Diversity from inventory plot to ecosystem level: growing window analysis

We have estimated mean parameters for the species profile index and the species intermingling using a growing window, which is always initiated over forested area. The window has an initial size of 100 m2, and it grows in steps of 10 m2 until it reaches the maximum side of the ecosystem unit. In each step, we calculated the mean, the maximum, and minimum value for each resolution (scale) unit. We have repeated the procedure with six different random initial locations.

We performed this analysis in two very different areas or the test site: Zusmarshausen, in the north part, with 3447 ha, as an example of a diverse unit and Ottobeuren, in the south, with 1283 ha and under management that enhances more intensive thinning and single species (coniferous), and therefore, a priori, not as diverse as the rest of the enterprises in the test site.
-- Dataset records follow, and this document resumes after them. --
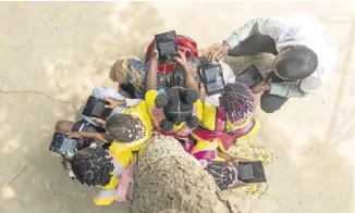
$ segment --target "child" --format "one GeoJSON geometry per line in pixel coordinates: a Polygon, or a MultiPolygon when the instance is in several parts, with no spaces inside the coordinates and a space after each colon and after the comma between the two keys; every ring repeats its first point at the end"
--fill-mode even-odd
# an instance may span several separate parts
{"type": "Polygon", "coordinates": [[[216,159],[218,148],[227,152],[237,140],[254,135],[259,123],[253,117],[255,110],[250,89],[242,83],[228,84],[221,92],[220,106],[204,103],[200,127],[192,133],[188,152],[197,159],[216,159]]]}
{"type": "MultiPolygon", "coordinates": [[[[187,59],[191,73],[199,83],[198,66],[200,58],[198,55],[197,43],[194,39],[178,35],[178,49],[187,59]]],[[[144,98],[146,92],[145,79],[148,72],[149,61],[156,51],[156,43],[152,40],[146,51],[145,61],[140,61],[136,57],[123,57],[119,59],[111,68],[110,78],[120,84],[120,91],[125,92],[131,98],[144,98]]],[[[228,79],[234,76],[231,67],[223,61],[218,62],[223,70],[225,84],[228,79]]],[[[179,62],[170,62],[168,64],[158,64],[157,67],[157,90],[159,93],[166,92],[171,87],[185,87],[185,71],[179,62]]],[[[207,97],[207,101],[218,104],[218,96],[207,97]]]]}
{"type": "MultiPolygon", "coordinates": [[[[142,103],[144,104],[145,102],[139,102],[139,104],[142,103]]],[[[132,180],[135,167],[134,154],[139,151],[144,142],[151,137],[152,125],[150,120],[147,120],[147,114],[139,111],[143,115],[138,115],[133,109],[128,109],[128,111],[130,112],[117,113],[108,117],[106,122],[108,134],[85,131],[69,134],[70,138],[94,138],[103,142],[103,148],[108,147],[108,152],[111,156],[110,162],[113,164],[113,167],[109,166],[110,163],[103,164],[97,162],[97,164],[95,164],[95,162],[99,160],[102,162],[107,161],[103,160],[102,152],[100,152],[101,155],[94,153],[91,155],[86,154],[88,155],[86,161],[91,159],[91,163],[86,163],[85,160],[79,161],[79,156],[83,155],[82,158],[84,158],[85,152],[93,148],[83,149],[86,151],[79,150],[71,161],[72,171],[82,184],[87,184],[88,186],[97,185],[96,196],[94,198],[94,202],[97,205],[108,205],[112,203],[114,199],[120,202],[127,201],[126,192],[128,183],[132,180]],[[148,125],[148,127],[145,125],[148,125]],[[90,172],[90,166],[97,168],[97,172],[90,172]],[[90,173],[89,179],[85,177],[85,170],[88,170],[87,173],[90,173]],[[103,179],[100,179],[100,176],[103,176],[103,179]],[[120,177],[122,179],[120,179],[120,177]],[[94,181],[96,179],[98,180],[94,181]]],[[[98,150],[100,150],[100,148],[98,148],[98,150]]]]}
{"type": "Polygon", "coordinates": [[[126,202],[128,184],[136,165],[136,154],[126,150],[117,152],[113,146],[84,148],[71,160],[75,178],[82,184],[95,187],[94,203],[109,205],[117,200],[126,202]]]}
{"type": "MultiPolygon", "coordinates": [[[[123,112],[126,108],[135,106],[142,101],[140,99],[127,99],[114,89],[106,86],[95,87],[91,96],[100,99],[106,99],[111,102],[110,108],[113,109],[113,113],[123,112]]],[[[84,109],[82,106],[81,111],[84,109]]],[[[83,118],[79,121],[71,122],[71,121],[59,121],[56,124],[56,130],[60,133],[69,133],[69,131],[90,131],[90,133],[105,133],[105,128],[102,128],[98,123],[98,120],[95,120],[89,116],[83,115],[83,118]]]]}
{"type": "Polygon", "coordinates": [[[184,68],[186,89],[173,87],[163,95],[158,93],[158,57],[157,52],[154,52],[147,73],[145,100],[148,113],[159,133],[187,139],[203,118],[203,104],[198,99],[198,84],[191,72],[186,57],[179,51],[179,58],[175,60],[184,68]]]}
{"type": "MultiPolygon", "coordinates": [[[[197,67],[199,63],[197,43],[194,39],[178,35],[178,48],[187,58],[193,75],[198,79],[197,67]]],[[[110,72],[110,78],[120,84],[120,90],[131,93],[132,97],[144,98],[146,92],[145,79],[148,63],[156,51],[152,40],[146,51],[145,61],[135,57],[125,57],[118,60],[110,72]]],[[[174,86],[184,87],[184,68],[176,62],[158,65],[158,90],[166,91],[174,86]]]]}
We use this analysis as a proxy to the estimation of diversity in the scales equivalent to alpha (< 100 ha), betta (> 100 ha), and gamma (comparison between ecosystem units) diversity. We also show the different interpretations that species profile index and species intermingling can offer and how they can complement each other for diversity management at the ecosystem scale.

Results

Structure differentiation indicators and scenarios

After a simulation period of 50 years and with 394 strata defined, the mean values for both species profile index and species intermingling showed distinctive trends. The mean values are shown in Fig. 4 for the species profile index and Fig. 5 for the species intermingling. In the case of species profile index, we observed how the multifunctional scenario, in blue, which during the first 15 years maintained stable levels achieving its maximum between 15 and 30 years, later became very stable again. In contrast, the bio-energy scenario, in black, showed an abrupt decrease at the beginning of the management simulation to later continuing decreasing at lower rates. In the case of species intermingling index, both scenarios decreased in comparing to the original state, being very similar for about 15 years, when for the multifunctional starts increasing. At the end of the simulation, the multifunctional scenario pointed towards a recovering trend, while bio-energy seemed to achieve a steady behavior. The different behavior between species profile index and species intermingling indicates that in the bio-energy scenario, the vertical distribution of species was affected before the horizontal.
Figure 4
Fig. 4

Mean species profile index for the test site Augsburg Western Forests for two scenarios: multifunctional (blue) and bio-energy (black)

Figure 5
Fig. 5

Mean species intermingling for the test site Augsburg Western Forests for two scenarios: multifunctional (blue) and bio-energy (black)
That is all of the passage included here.